Craig Kupp

No. 7, 9, 12, 10
- Position: Quarterback

Personal information
- Born: April 14, 1967 (age 59) Sunnyside, Washington, U.S.
- Listed height: 6 ft 4 in (1.93 m)
- Listed weight: 215 lb (98 kg)

Career information
- High school: Selah (WA)
- College: Pacific Lutheran
- NFL draft: 1990: 5th round, 135th overall pick

Career history
- New York Giants (1990)*; Phoenix Cardinals (1990–1991); Dallas Cowboys (1991–1992); → San Antonio Riders (1992); → Montreal Machine (1992);
- * Offseason or practice squad member only

Awards and highlights
- All-Frontier Conference (1986); All-Mt. Rainier League (1989); All-CFBHA (1989); Second-Team Little All-Northwest (1989);
- Stats at Pro Football Reference

= Craig Kupp =

American football player (born 1967)

Craig Marion Kupp (born April 14, 1967) is an American former professional football quarterback in the National Football League (NFL) for the Phoenix Cardinals and Dallas Cowboys. He played college football at Pacific Lutheran University.

==Early life==
Kupp attended Selah High School, where he competed in football, basketball and tennis. He did not have a notable high school football career, so he was not highly recruited.

He accepted a football scholarship from Montana Technological University, where he received All-Frontier Conference honors as a quarterback and punter. He transferred to Pacific Lutheran University after his freshman season, to complete his studies closer to his home. As a sophomore in 1987, he was a backup behind Jeff Yarnell and was a part of the NAIA Division II national championship team.

As a junior in 1988, he became a starter at quarterback. His team eventually lost 35–56 in an NAIA Division II playoff game, after the Oregon Institute of Technology accomplished the biggest comeback in school history, by scoring 49 points in the second half. Kupp led his team to a 35–7 advantage at halftime, tallying a career-high 272 passing yards, 16-of-21 completions, 2 passing touchdowns and one rushing touchdown, before fracturing his left ankle with just two minutes left in the first half.

As a senior in 1989, he made 185-of-286 pass completions (64.7%) for 2,398 yards (school record), 25 touchdowns (third in school history) and 3 interceptions, setting the record for passing yards in a season and an NAIA Division II record for interception rate with a 1.04% mark. Against Southern Oregon University, he set school records for passing yards (411) and touchdown throws (6) in a single-game, while leading his team to a 52–50 win. He received All-Columbia Football Association honors at the end of the season.

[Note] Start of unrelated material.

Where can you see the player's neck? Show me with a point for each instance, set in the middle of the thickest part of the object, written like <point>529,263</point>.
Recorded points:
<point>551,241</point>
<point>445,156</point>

He finished his college career with 300-of-499 completions for 3,921 yards (fourth in school history), 41 touchdowns (fourth in school history) and 11 interceptions. In 2003, he was inducted into the Pacific Lutheran Athletic Hall of Fame.

==Professional career==
===New York Giants===
Kupp was selected by the New York Giants in the 5th round (135th overall) of the 1990 NFL draft. He was the ninth quarterback taken. He was released before the start of the season on September 3, after not being able to pass Matt Cavanaugh on the depth chart.

===Phoenix Cardinals===
In September 1990, Kupp signed with Phoenix Cardinals and spent the rest of the year on the practice squad. In 1991, a training camp knee injury to starting quarterback Timm Rosenbach, allowed Kupp to gain additional playing experience. In his only professional football game, Kupp completed 3-of-7 attempts for 23 yards in the fourth quarter of the Cardinals' 34–0 loss to the Washington Redskins in week 3. On November 6, 1991, he was released to make room for quarterback Chris Chandler.

===Dallas Cowboys===
On November 7, 1991, Kupp was claimed off waivers by the Dallas Cowboys. After starter Troy Aikman suffered a knee injury in the twelfth game against the Washington Redskins, Kupp ascended from third-string to backup quarterback behind Steve Beuerlein.

In 1992, Kupp was one of three Cowboys players to be allocated to the World League of American Football. He spent the first six weeks of the season with the San Antonio Riders, having scant action, before being acquired by the Montreal Machine, where he spent the remainder of the season as a backup. He made 11-of-27 completions for 138 yards, one touchdown and 4 interceptions. He was released by the Cowboys on August 31.

==Personal life==
Kupp's father, Jake, was a guard in the NFL for the New Orleans Saints and the Dallas Cowboys. His elder son, Cooper, is a wide receiver for the Seattle Seahawks while his younger son Ketner is a former linebacker for the Los Angeles Rams. Cooper won the Walter Payton Award in 2015 and owns nearly every major career FCS receiving record.